FODMAPs (Fermentable Oligosaccharides, Disaccharides, Monosaccharides and Polyols) are short-chain carbohydrates found in many fruits, vegetables, grains, dairy foods and sweeteners. For some people, they are fermented by gut bacteria and cause excess water to be drawn into the stomach and intestines, causing the gastrointestinal distress and bloating associated with Irritable Bowel Syndrome (IBS). The exact prevalence of IBS is difficult to pin down, but researchers at Monash University in Melbourne, Australia who developed the low-FODMAP diet suggest it affects as many as one in seven people globally.
“We are very concerned that the FODMAP diet does not become the next fad diet,” said Associate Professor Jane Muir, Head of Translational Nutrition Science at the university’s Department of Gastroenterology. “The Monash University FODMAP team are working hard to provide credible and reliable information, based on good science rather than pseudo-science, about when, for whom and for how long this diet should be applied.”
Unlike many other diets used for particular health conditions – such as a gluten-free diet for coeliac disease or a lactose-free diet for lactose intolerance – the low-FODMAP diet does not demand a full-time, permanent dietary change.
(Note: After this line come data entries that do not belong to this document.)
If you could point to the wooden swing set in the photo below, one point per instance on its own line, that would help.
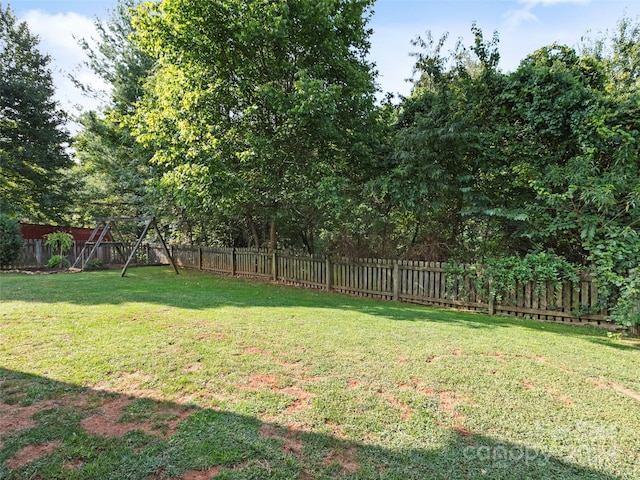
(100, 237)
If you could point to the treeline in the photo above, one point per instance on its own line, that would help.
(256, 124)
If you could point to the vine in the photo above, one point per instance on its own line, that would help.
(499, 277)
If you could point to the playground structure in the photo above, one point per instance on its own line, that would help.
(109, 224)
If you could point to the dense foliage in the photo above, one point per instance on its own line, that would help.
(34, 165)
(260, 112)
(254, 123)
(10, 240)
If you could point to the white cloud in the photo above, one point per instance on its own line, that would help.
(56, 33)
(513, 19)
(551, 2)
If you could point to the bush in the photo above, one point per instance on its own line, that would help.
(58, 261)
(10, 241)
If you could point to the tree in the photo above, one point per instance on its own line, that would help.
(256, 108)
(10, 240)
(62, 241)
(34, 181)
(114, 167)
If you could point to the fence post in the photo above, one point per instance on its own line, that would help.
(396, 280)
(233, 261)
(274, 266)
(492, 300)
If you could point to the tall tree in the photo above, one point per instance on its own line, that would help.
(115, 168)
(34, 180)
(258, 108)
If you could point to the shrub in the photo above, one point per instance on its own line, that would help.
(10, 241)
(58, 261)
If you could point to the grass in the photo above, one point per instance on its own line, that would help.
(158, 376)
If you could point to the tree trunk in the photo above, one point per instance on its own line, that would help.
(273, 239)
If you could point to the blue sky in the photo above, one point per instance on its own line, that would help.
(522, 25)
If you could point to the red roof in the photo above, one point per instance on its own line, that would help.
(38, 232)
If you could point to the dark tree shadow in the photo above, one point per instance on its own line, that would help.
(53, 430)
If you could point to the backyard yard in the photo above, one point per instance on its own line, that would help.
(195, 376)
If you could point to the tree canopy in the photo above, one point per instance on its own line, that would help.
(34, 163)
(258, 110)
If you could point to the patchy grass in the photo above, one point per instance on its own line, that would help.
(158, 376)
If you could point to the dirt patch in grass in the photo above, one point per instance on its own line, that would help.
(15, 418)
(258, 351)
(108, 422)
(260, 382)
(32, 452)
(345, 457)
(290, 439)
(405, 410)
(199, 475)
(618, 388)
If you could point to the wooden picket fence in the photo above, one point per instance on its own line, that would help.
(404, 280)
(35, 254)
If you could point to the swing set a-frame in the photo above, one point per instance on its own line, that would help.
(100, 237)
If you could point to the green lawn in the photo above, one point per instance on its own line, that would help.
(157, 376)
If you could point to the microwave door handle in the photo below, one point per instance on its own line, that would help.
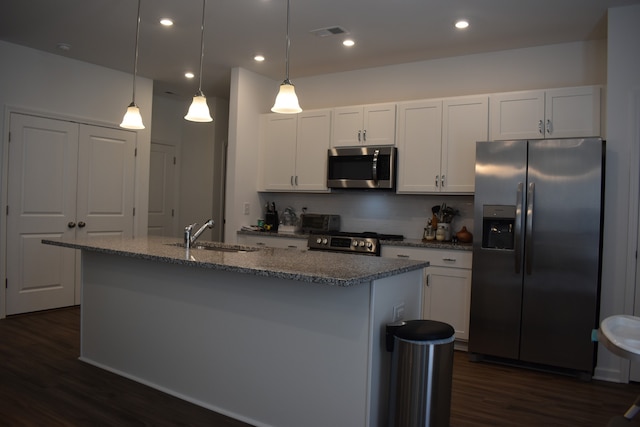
(518, 228)
(374, 166)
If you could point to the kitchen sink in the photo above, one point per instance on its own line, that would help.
(217, 248)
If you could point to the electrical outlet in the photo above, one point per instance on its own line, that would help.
(398, 312)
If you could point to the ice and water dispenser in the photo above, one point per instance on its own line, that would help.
(498, 226)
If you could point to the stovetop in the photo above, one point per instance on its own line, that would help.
(365, 234)
(366, 243)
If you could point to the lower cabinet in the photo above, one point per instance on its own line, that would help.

Instead, it is a three-phased diet that IBS sufferers are advised to follow for two to six weeks to allow the gut to heal, before returning to their usual eating habits, while avoiding specific high-FODMAP foods. Results from randomised clinical trials suggest this approach is effective for three-quarters of those with IBS.
According to Innova Market Insights, the number of new food and drink product launches with a low-FODMAP claim has grown by more than 130% a year from 2014 to 2018, and it is a trend across global regions. Sauces and seasonings are the top category for such claims, accounting for 40% of all new low-FODMAP products in 2018. In the same period, the proportion of claims in the bakery category grew from zero in 2014 to 15% of the total.
Monash University has developed a database and app featuring foods that are low-FODMAP certified, working with food manufacturers to identify and certify food options that are suitable for this group of consumers.
“Demand for this type of programme was driven initially by our patients, who were finding it difficult to find manufactured foods that they could tolerate,” said Muir. “…Initially, demand was strongest in Australia, where the diet was developed. We have, however, now seen very strong interest in the US, Canada and now Europe and the UK.”
Gluten or fructan?
According to Innova, 86% of foods launched with a low-FODMAP claim in 2018 also carried a gluten-free claim. Finnish company Fazer Mills is among those suggesting the claim could take market share from the gluten-free sector, pointing to a growing body of research linking fructan, rather than gluten, as the compound in grains like wheat and rye that triggers symptoms in people with non-coeliac gluten sensitivity.
Muir agrees that there are links between FODMAPs and the demand for gluten-free foods, particularly for this group of consumers, who may identify as gluten- or wheat-sensitive, when they are actually reacting to grains’ fructan component.
“Gluten may not be the culprit and these people may achieve greater symptom relief from their symptoms through following a low FODMAP diet,” she said. “This means that people can enjoy popular gluten-containing foods such as bread – as long as the bread is low FODMAP.”